The existing system uses static maps and localisation. However, as our system is dynamic, the use of SLAM could improve the navigation many fold. Sadly, due to driver issues, we were unable to run SLAM toolbox with our system. In near future, this should be possible and could be even extended with different SLAM algorithms. A tool can be added which can compare results across different algorithms for Path planning, SLAM, task planning. This could be very helpful for benchmarking and in an university research setting.
One of the intention behind this project was also to create a sort-of template for future exercises in ROS2. Hence it was made sure that all the code is well documented, along with the problems that I faced. We also chose cutting edge software rather than old releases (For example, Foxy vs Eloquent) so that this exercise remains relevant for years to come. But with new releases of ROS2/ Navigation2 and Gazebo the dependencies will change and it would be needed to modify the exercise again.
I would like to continue contributing to Jderobot regarding different projects. Including new SLAM and navigation exercises and combining them with ML exercises would be a nice project in my opinion. With the help of Web Loader and Docker, moving the whole academy to a cloud based learning platform would also be really cool to work on!

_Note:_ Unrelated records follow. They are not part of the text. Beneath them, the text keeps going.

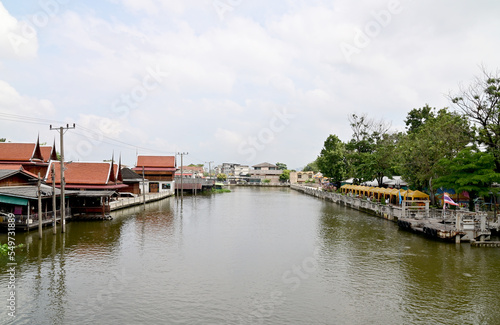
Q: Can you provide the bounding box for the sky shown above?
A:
[0,0,500,169]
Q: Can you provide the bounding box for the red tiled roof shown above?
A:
[46,161,116,185]
[40,146,56,162]
[132,167,177,174]
[137,156,175,168]
[0,164,23,170]
[182,166,205,173]
[0,142,36,161]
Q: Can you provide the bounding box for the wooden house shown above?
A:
[118,168,142,195]
[45,161,127,218]
[132,156,177,193]
[0,140,57,175]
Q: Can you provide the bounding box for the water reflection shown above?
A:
[0,188,500,324]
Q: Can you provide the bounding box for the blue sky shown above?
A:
[0,0,500,168]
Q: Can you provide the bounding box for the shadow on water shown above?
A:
[319,203,500,324]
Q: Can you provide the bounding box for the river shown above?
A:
[0,187,500,325]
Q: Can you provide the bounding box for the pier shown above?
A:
[109,191,174,211]
[290,184,500,247]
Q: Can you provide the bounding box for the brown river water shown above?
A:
[0,187,500,325]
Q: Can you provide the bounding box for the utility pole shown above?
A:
[142,166,146,210]
[52,163,57,235]
[177,152,189,200]
[38,172,43,239]
[50,123,75,233]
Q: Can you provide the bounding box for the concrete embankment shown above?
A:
[109,190,174,211]
[290,184,403,221]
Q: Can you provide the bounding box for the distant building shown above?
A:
[250,162,283,183]
[132,156,177,193]
[0,140,57,176]
[175,166,205,178]
[290,171,314,184]
[0,164,38,186]
[120,168,142,195]
[45,161,127,191]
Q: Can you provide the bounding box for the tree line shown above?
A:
[310,68,500,204]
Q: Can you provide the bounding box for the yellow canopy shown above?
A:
[408,191,429,200]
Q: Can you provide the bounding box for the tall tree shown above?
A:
[302,159,319,173]
[397,108,471,203]
[276,162,287,170]
[346,114,390,184]
[316,134,346,184]
[405,104,436,133]
[434,147,500,210]
[450,68,500,172]
[365,133,400,186]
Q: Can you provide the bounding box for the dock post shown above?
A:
[37,172,43,239]
[52,164,57,235]
[142,166,146,210]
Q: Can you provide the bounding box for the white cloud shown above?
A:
[0,0,500,167]
[0,2,38,59]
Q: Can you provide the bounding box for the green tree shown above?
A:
[433,148,500,211]
[217,173,227,182]
[280,169,290,181]
[302,159,319,173]
[370,133,401,186]
[276,163,287,170]
[345,114,390,184]
[450,68,500,172]
[405,104,436,133]
[316,134,346,184]
[397,108,471,204]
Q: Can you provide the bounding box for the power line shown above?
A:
[0,113,176,154]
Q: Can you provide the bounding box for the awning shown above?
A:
[0,195,28,205]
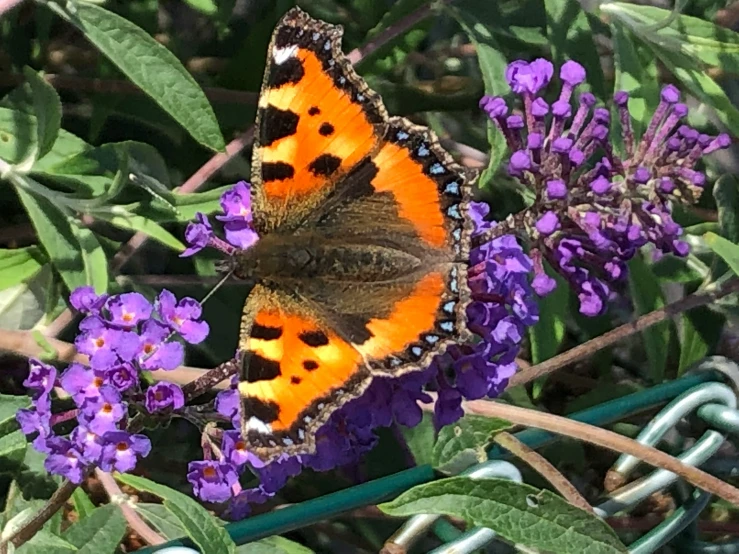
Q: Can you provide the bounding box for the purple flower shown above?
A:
[187,460,239,503]
[44,437,86,485]
[78,385,126,435]
[138,319,185,371]
[157,289,210,344]
[180,212,213,258]
[74,316,121,369]
[23,358,56,397]
[145,381,185,414]
[69,287,108,315]
[100,431,151,473]
[61,362,105,405]
[69,425,104,465]
[505,58,554,95]
[106,292,153,329]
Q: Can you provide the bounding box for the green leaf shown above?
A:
[544,0,608,99]
[0,107,90,168]
[92,206,185,252]
[185,0,218,15]
[703,233,739,275]
[236,536,313,554]
[50,2,225,151]
[16,187,108,293]
[23,67,62,159]
[529,273,570,364]
[713,175,739,242]
[116,474,236,554]
[72,487,95,520]
[629,255,670,383]
[602,2,739,73]
[15,529,79,554]
[62,504,126,554]
[449,1,510,184]
[0,246,48,290]
[431,415,511,474]
[611,25,659,139]
[378,477,627,554]
[677,306,726,377]
[135,502,187,540]
[0,394,31,435]
[400,412,436,466]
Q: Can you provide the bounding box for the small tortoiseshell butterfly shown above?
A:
[233,8,472,461]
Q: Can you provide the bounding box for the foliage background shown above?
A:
[0,0,739,551]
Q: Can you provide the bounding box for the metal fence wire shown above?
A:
[137,356,739,554]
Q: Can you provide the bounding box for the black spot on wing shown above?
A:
[250,396,280,424]
[250,323,282,340]
[318,122,334,137]
[298,331,328,348]
[267,57,305,88]
[244,353,282,383]
[308,154,341,177]
[262,162,295,181]
[259,104,300,146]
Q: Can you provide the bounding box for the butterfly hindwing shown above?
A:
[252,8,386,232]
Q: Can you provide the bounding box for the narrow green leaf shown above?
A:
[116,473,236,554]
[236,536,313,554]
[16,187,107,293]
[703,233,739,275]
[713,175,739,242]
[611,25,659,138]
[400,412,436,466]
[0,246,48,291]
[0,107,90,168]
[62,504,126,554]
[50,2,225,151]
[677,306,726,376]
[602,2,739,73]
[135,502,187,540]
[529,274,570,364]
[72,487,95,520]
[92,206,185,252]
[544,0,608,99]
[431,415,511,474]
[15,529,79,554]
[629,255,670,383]
[378,477,627,554]
[23,67,62,159]
[449,2,510,182]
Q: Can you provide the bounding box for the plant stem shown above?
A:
[462,400,739,506]
[493,431,595,514]
[95,468,167,544]
[0,479,77,550]
[508,277,739,387]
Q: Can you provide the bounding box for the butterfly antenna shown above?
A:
[200,269,233,304]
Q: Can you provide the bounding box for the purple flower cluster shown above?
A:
[188,183,538,519]
[180,181,259,257]
[16,287,209,483]
[480,59,731,316]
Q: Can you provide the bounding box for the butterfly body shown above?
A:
[232,8,471,461]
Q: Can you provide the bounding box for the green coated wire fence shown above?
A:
[137,358,739,554]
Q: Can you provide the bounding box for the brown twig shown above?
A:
[509,277,739,387]
[95,468,167,544]
[0,479,77,550]
[462,400,739,506]
[493,431,595,514]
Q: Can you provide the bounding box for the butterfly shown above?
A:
[232,8,472,461]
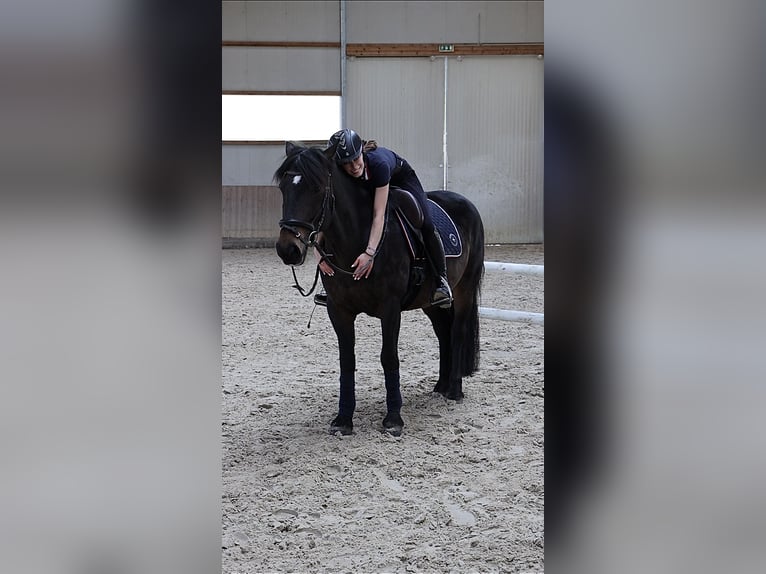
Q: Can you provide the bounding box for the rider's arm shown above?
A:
[352,184,388,279]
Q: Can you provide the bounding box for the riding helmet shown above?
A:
[327,128,362,164]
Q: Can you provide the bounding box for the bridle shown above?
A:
[279,171,353,297]
[279,171,335,249]
[279,160,388,297]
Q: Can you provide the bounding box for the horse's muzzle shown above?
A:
[275,229,307,265]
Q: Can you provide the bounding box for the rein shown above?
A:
[279,162,389,297]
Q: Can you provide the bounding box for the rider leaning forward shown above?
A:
[319,129,452,307]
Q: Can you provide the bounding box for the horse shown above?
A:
[274,141,484,436]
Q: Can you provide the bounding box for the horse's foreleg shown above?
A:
[328,305,356,435]
[380,306,404,436]
[424,307,452,395]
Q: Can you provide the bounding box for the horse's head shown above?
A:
[274,142,332,265]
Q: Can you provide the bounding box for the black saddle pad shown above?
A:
[428,199,463,257]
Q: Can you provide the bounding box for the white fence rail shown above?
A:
[479,261,545,325]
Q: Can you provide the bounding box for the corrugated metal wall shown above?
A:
[346,58,444,189]
[346,0,544,44]
[222,0,543,243]
[347,56,543,243]
[447,56,543,243]
[221,0,340,42]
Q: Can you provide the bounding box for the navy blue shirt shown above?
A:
[362,146,411,190]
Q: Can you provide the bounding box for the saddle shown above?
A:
[388,187,463,308]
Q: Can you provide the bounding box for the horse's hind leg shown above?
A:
[423,307,452,395]
[380,305,404,436]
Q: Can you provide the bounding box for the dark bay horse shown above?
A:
[274,142,484,436]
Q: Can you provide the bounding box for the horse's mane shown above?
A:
[274,145,332,190]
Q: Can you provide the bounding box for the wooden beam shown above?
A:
[221,90,340,96]
[221,40,545,58]
[221,40,340,48]
[346,43,545,58]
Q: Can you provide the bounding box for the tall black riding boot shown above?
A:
[423,229,452,308]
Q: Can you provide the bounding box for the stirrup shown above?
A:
[431,278,452,309]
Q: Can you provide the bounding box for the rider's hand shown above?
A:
[314,248,335,277]
[351,253,375,281]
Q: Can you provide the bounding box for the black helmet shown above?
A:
[327,128,362,165]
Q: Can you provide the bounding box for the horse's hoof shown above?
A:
[330,416,354,436]
[383,413,404,436]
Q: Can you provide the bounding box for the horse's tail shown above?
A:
[458,223,484,377]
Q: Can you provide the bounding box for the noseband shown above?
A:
[279,172,335,248]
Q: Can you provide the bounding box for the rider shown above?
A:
[320,129,452,308]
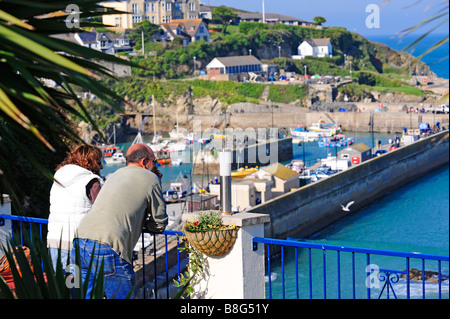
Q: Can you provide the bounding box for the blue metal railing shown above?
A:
[0,214,183,299]
[0,215,449,299]
[253,238,449,299]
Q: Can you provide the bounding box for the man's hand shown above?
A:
[153,166,163,179]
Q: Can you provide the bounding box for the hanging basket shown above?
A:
[183,227,238,256]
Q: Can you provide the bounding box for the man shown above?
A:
[72,144,168,299]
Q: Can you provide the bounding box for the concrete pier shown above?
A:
[192,138,293,175]
[248,130,449,239]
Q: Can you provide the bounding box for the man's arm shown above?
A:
[144,182,169,233]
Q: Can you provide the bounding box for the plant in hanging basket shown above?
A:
[183,212,239,256]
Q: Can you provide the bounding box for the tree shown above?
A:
[0,0,135,214]
[127,20,160,49]
[213,7,238,34]
[313,16,327,25]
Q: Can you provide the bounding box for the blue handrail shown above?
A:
[253,237,449,299]
[0,214,183,299]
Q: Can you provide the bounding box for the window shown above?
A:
[131,16,141,24]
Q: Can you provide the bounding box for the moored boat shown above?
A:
[231,166,258,178]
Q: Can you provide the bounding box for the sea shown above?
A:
[102,35,449,299]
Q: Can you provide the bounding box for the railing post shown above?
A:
[0,195,11,257]
[183,213,270,299]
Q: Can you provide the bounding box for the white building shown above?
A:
[293,38,333,59]
[161,19,211,45]
[206,55,262,75]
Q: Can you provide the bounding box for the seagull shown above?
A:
[341,201,354,212]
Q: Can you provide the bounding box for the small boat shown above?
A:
[291,120,337,139]
[231,166,259,178]
[290,125,324,142]
[104,151,126,164]
[308,120,337,137]
[167,142,186,153]
[156,150,172,165]
[172,160,183,166]
[147,140,169,153]
[318,134,355,147]
[286,160,305,173]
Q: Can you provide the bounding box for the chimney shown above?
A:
[219,149,233,215]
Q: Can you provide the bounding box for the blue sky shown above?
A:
[206,0,448,37]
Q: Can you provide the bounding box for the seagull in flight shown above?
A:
[341,201,354,212]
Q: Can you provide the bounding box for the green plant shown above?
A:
[185,212,236,231]
[0,235,128,299]
[173,237,204,299]
[0,0,134,211]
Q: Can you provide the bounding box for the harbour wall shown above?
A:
[193,112,449,133]
[192,138,293,175]
[248,130,449,239]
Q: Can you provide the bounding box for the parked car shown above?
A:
[389,145,398,151]
[373,150,387,157]
[163,189,178,203]
[431,104,449,114]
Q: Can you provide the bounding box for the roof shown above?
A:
[341,142,371,153]
[161,19,203,37]
[237,12,307,22]
[305,38,330,47]
[261,163,300,181]
[207,55,262,67]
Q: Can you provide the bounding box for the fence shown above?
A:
[0,214,183,299]
[253,238,449,299]
[0,214,449,299]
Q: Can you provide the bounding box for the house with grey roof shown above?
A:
[74,31,133,54]
[161,19,210,45]
[205,55,263,82]
[206,55,262,75]
[237,12,312,26]
[298,38,333,58]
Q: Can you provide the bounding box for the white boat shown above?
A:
[167,142,186,153]
[291,126,323,139]
[172,159,183,166]
[308,120,337,137]
[286,160,305,173]
[104,151,126,164]
[147,140,169,153]
[291,120,336,141]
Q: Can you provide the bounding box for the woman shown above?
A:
[47,145,103,270]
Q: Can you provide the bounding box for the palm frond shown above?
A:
[0,0,138,208]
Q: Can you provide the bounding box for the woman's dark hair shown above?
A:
[126,147,150,165]
[56,144,103,175]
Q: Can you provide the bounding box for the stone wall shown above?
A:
[249,131,449,238]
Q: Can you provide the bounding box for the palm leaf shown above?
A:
[0,0,137,208]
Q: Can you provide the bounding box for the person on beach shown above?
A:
[47,144,103,270]
[72,144,168,299]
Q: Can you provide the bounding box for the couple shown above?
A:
[47,144,168,299]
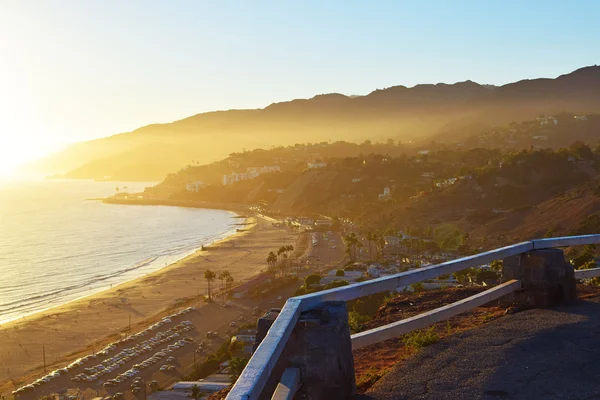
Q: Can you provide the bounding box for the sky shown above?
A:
[0,0,600,173]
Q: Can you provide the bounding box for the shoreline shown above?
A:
[0,217,244,329]
[0,216,296,393]
[102,197,248,213]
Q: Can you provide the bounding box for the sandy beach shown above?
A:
[0,217,296,394]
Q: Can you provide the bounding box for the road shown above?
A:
[360,299,600,400]
[306,232,346,264]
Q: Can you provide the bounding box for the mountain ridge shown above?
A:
[27,66,600,179]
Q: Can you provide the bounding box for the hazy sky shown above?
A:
[0,0,600,171]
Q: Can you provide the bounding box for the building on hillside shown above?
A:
[435,178,458,188]
[222,165,281,186]
[536,116,558,126]
[307,162,327,169]
[246,165,281,174]
[378,188,392,201]
[185,181,206,193]
[367,264,381,278]
[315,219,333,226]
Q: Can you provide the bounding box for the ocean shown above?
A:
[0,180,238,323]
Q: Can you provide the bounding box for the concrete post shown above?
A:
[257,301,356,400]
[502,249,577,308]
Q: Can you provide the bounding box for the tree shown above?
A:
[225,275,234,290]
[365,231,375,261]
[229,357,248,382]
[267,251,277,272]
[569,140,594,160]
[204,269,217,301]
[304,274,321,287]
[344,232,362,261]
[191,385,202,400]
[490,260,502,273]
[475,269,498,283]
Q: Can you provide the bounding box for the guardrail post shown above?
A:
[502,249,577,308]
[257,301,356,400]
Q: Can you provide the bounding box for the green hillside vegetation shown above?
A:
[132,114,600,244]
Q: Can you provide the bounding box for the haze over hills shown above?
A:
[26,66,600,180]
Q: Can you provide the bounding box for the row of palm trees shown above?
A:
[267,245,294,276]
[204,269,234,301]
[344,231,385,261]
[344,229,442,261]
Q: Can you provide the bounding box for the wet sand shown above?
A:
[0,217,296,394]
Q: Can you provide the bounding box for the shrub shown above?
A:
[348,311,370,333]
[323,281,349,290]
[410,282,425,293]
[402,326,440,349]
[304,274,321,287]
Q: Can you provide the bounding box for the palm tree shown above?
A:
[267,251,277,271]
[225,275,233,290]
[204,269,217,301]
[191,385,202,400]
[365,231,375,261]
[217,272,225,289]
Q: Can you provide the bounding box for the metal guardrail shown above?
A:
[575,268,600,279]
[352,279,521,350]
[227,235,600,400]
[271,368,300,400]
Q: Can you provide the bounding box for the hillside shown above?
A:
[27,66,600,180]
[137,114,600,246]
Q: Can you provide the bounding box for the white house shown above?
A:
[223,165,281,186]
[379,188,392,201]
[367,264,381,278]
[307,162,327,169]
[185,181,206,193]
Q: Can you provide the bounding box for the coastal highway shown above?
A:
[306,232,346,267]
[13,278,297,400]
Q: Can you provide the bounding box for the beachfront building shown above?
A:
[185,181,206,193]
[379,188,392,201]
[307,162,327,169]
[222,165,281,186]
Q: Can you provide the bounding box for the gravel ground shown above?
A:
[360,299,600,400]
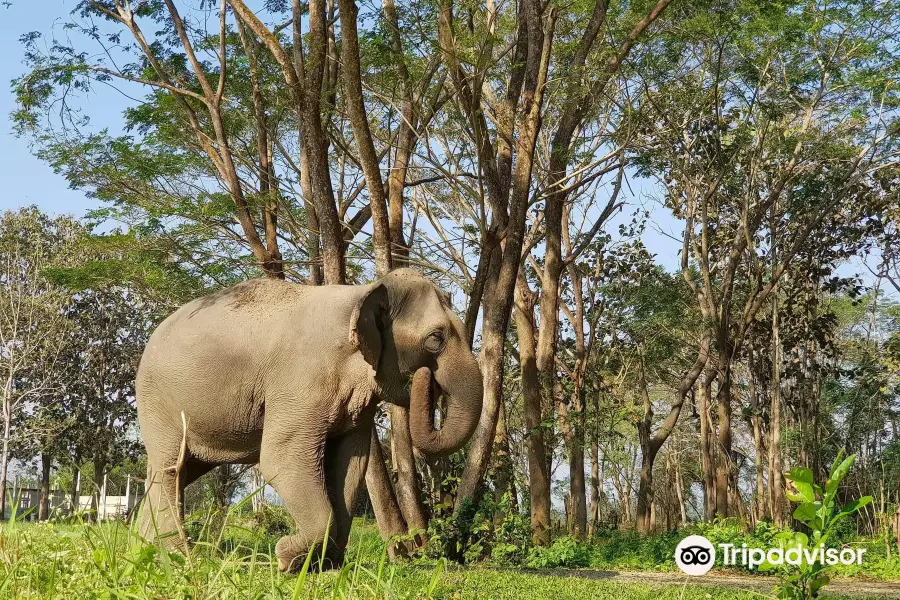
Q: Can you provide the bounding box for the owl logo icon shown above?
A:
[675,535,716,576]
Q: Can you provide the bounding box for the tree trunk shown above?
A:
[588,434,600,537]
[250,465,266,512]
[366,427,407,559]
[515,274,551,546]
[716,352,732,517]
[38,452,53,521]
[493,398,518,523]
[769,288,786,525]
[698,369,716,521]
[0,390,12,520]
[675,450,687,528]
[391,404,428,542]
[69,454,81,515]
[569,381,587,539]
[91,454,106,521]
[635,446,656,535]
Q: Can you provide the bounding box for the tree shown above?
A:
[0,207,81,515]
[643,2,897,516]
[61,288,153,510]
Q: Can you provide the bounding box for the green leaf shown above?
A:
[794,502,818,526]
[841,496,872,515]
[825,454,856,490]
[785,467,815,486]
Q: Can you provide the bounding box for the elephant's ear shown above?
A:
[350,283,388,371]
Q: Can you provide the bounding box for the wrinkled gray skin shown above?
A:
[137,269,482,571]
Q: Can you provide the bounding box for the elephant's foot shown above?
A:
[275,535,344,573]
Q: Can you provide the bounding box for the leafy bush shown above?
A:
[525,536,591,569]
[763,451,872,600]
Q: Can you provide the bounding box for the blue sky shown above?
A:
[0,0,101,216]
[0,0,871,279]
[0,0,678,269]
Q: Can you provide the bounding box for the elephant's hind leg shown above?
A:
[259,427,332,572]
[325,419,374,567]
[140,448,215,550]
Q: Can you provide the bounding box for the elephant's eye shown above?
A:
[424,331,444,354]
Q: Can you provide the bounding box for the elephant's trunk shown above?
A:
[409,358,483,456]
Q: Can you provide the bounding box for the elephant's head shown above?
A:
[350,269,483,455]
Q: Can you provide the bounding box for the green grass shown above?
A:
[0,514,880,600]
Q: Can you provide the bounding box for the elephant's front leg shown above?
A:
[259,416,332,571]
[325,418,374,567]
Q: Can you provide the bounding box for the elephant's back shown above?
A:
[136,279,308,422]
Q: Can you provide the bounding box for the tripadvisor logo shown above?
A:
[675,535,866,575]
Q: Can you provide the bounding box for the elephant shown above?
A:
[136,269,483,572]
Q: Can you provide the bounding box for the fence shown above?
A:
[3,476,141,521]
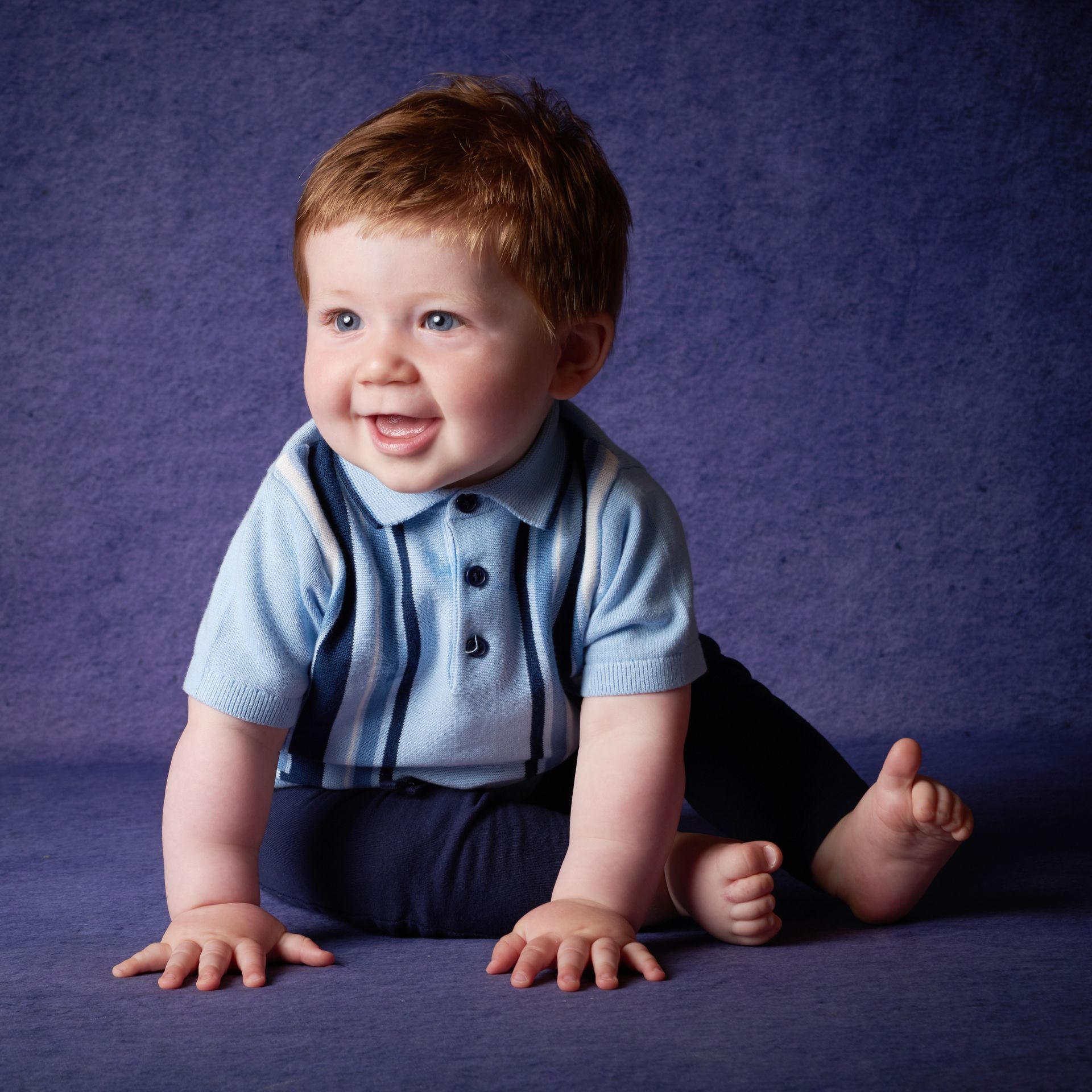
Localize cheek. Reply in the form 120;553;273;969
304;353;348;417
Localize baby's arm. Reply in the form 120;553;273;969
114;698;334;990
488;685;690;990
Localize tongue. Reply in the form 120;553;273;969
375;414;431;438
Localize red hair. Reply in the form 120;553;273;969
293;73;632;340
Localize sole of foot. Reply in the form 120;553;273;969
812;737;974;925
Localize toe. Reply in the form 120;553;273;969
911;777;937;824
729;894;775;921
724;872;773;902
717;842;782;880
876;736;921;792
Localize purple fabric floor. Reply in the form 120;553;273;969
0;734;1092;1092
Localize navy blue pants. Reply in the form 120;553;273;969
259;635;867;938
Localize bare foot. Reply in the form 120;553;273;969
646;834;781;945
812;738;974;925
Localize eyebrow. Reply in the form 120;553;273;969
313;288;487;307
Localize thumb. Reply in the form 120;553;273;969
876;737;921;791
273;933;335;966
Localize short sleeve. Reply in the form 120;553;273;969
183;471;332;729
581;466;705;697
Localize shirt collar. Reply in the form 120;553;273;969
336;399;566;528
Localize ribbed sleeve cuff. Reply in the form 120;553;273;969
580;641;705;698
183;669;301;729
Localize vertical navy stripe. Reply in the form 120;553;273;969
379;523;420;785
282;440;356;785
553;428;588;702
512;520;546;777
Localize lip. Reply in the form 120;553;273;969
365;415;441;456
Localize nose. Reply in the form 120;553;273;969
357;326;417;383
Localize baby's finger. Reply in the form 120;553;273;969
159;940;201;990
111;940;171;978
235;940;266;986
557;937;592;991
198;940;231;990
512;933;561;986
621;940;667;982
273;933;336;966
485;933;526;974
592;937;621;990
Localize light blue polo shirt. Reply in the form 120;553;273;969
183;402;705;788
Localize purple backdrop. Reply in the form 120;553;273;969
0;0;1092;761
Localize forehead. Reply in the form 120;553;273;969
304;221;506;296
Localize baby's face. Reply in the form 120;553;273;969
304;222;560;493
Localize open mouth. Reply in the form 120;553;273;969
373;414;436;440
366;414;440;456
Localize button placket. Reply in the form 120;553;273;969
449;493;490;678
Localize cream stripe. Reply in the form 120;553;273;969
578;448;621;624
273;451;342;584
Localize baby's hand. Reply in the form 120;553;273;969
114;902;334;990
486;899;667;990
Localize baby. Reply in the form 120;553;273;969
114;76;972;990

Because I was working on Navigation 2 for JdeMultibot, I joined their open source community as well. The project that I worked on is something of their interest as well and I will be working on it soon.
Personally, I will focus on finishing my master thesis at Fraunhofer FOKUS regarding “Multi Robot Collaboration and Mapping” (ROS1). I won’t be able to use my work at GSoC directly, but my learnings will help me immensely.
It was my first time participating in GSoC and it not only met my expectations but went much beyond that. Before GSoC, I was only using the software as tools (for example, using Gazebo to launch pre made robots). I didn’t used to interact on forums. During GSoC, I posted a lot of questions, contacted many people, raised issues and contributed to other open source projects. Now I have a better understanding of how software is developed in open source and how I can do my part in building more. I want to thank everyone who helped me in my journey.
GSoC introduced me to an amazing community at JdeRobot academy which I feel proud be a part of. I want to thank Prof. JoseMaría Cañas and JdeRobot Admins for the opportunity and guiding my way through the journey (and also bearing with while I ask my stupid questions)
This project could have been impossible to complete without my mentors, Pankhuri and Nacho, helping me. Every problem I faced, they always knew a way around it. Pankhuri helped me immensely with the project organisation and Nacho even spent a night trying to fix the gazebo issue. I cannot thank them enough!